The distribution of the lesions and the histology do not suggest PXE. In PXE, one usually sees focal calcification of dystrophic elastic fibres in the mid-dermis and reticular deermis. The histology here suggests some form of calcinosis cutis. I assume that the lesions are not osteomas-the histology is not clear at screen resolution. The chin lesions and perhaps some of the abdominal lesions appear to perforating clinically. There is nothing in the histology shown to support a diagnosis of histiocytosis-has this been excluded histologically? Are other biopsies planned? Were calcium, phosphorus, and PTH levels drawn?
Childhood PXE, while rare, tends to present with subtle yellowish papules on the neck. Facial involvement would be extremely rare, particularly to this degree.

Joel Bamford MD, Duluth, MN, USA on December 22, 2005

Interesting case, it would be nice to see follow-up note: course and other tests ~ 3 months. Thanks for presenting this patient.
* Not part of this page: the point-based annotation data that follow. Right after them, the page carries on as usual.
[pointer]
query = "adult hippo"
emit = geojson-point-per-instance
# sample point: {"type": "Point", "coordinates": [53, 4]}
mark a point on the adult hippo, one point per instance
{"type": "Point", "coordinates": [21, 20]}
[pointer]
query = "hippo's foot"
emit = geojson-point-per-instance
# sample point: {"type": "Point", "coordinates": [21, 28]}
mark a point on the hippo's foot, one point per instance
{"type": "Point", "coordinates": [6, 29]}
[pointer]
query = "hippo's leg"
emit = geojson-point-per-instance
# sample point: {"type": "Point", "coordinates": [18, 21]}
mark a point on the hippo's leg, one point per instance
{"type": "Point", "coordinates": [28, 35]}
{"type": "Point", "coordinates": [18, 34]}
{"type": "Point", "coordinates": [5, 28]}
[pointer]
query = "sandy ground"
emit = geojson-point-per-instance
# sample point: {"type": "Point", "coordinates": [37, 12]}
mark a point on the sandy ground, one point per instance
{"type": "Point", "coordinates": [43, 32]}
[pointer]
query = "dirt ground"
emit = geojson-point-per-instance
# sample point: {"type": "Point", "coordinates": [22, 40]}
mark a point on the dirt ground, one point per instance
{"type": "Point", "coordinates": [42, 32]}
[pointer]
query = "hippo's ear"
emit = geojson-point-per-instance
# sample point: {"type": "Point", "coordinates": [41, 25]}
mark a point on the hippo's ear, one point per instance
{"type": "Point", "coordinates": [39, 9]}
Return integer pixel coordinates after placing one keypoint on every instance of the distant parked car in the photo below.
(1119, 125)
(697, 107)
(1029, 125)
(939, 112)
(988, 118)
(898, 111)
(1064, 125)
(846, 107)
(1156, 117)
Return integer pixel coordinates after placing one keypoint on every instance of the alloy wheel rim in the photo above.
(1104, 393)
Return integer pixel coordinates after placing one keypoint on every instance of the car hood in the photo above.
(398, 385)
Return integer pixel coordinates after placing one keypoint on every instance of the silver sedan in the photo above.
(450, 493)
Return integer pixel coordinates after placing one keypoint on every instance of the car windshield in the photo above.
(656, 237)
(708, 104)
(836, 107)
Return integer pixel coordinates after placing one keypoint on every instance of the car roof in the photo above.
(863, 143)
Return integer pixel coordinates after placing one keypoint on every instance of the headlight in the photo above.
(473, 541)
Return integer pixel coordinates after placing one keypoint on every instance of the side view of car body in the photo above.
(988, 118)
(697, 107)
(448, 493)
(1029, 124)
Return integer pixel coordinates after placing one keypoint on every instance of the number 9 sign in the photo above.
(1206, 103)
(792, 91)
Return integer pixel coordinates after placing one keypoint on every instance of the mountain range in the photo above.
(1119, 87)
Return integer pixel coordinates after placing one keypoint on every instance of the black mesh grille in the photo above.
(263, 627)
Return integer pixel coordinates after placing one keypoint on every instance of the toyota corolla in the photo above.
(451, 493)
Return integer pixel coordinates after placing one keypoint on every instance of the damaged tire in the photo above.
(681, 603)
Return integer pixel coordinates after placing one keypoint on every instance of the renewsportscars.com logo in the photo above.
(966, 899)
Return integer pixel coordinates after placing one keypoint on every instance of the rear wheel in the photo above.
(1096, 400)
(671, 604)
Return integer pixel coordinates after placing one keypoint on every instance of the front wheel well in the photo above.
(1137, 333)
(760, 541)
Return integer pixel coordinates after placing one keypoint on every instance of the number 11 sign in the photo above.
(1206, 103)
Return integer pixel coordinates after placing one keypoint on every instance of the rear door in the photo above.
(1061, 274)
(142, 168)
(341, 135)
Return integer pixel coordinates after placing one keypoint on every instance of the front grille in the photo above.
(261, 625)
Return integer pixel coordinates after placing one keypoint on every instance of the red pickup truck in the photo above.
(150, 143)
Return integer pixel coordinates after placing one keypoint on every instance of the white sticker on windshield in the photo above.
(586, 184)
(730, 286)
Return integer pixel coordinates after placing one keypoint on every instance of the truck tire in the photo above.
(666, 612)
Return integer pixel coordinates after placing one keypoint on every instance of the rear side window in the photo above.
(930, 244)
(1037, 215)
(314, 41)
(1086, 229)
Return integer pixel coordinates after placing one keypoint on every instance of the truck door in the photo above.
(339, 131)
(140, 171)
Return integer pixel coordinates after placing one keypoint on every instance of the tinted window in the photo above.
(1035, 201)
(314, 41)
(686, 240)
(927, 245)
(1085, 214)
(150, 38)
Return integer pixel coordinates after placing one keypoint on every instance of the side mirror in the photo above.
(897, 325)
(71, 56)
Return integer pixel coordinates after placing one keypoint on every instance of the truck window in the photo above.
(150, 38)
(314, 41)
Additional comments and images from Khalifa Sharquie MD on December 25, 2005

We know the diagnosis could be labeled as calcinosis cutis. But what is the underlying cause? It is not clinically childhood dermatomyositis or histologically histiocytosis X. There are no metabolic abnormalities like hypercalcemia and the child is healthy apart from the rash. The rash on the side of the neck is suggestive of early PXE (attached). So by exclusion,we put the possibility of PXE. All sections of biopsy showed nothing apart from localised calcium deposits. Otherwise there are no inflammatory changes to suggest any inflammatory disease like histiocytosis X. Further evaluation will be carried out for the benefit of the patient and doctors. Please give a reference for any important suggestions for documentation.


Haitham Al-Qari MD, Department of Dermatology, Mount Sinai School of Medicine, New York, NY, USA on December 25, 2005

Great case but doesn't suggest PXE clinically or eruptive histiocytosis histopathologically, and the histopath picture is not that clear. Clinically this picture is suggestive of Darier-White disease. Suggestions: repeat the histology with specific staining.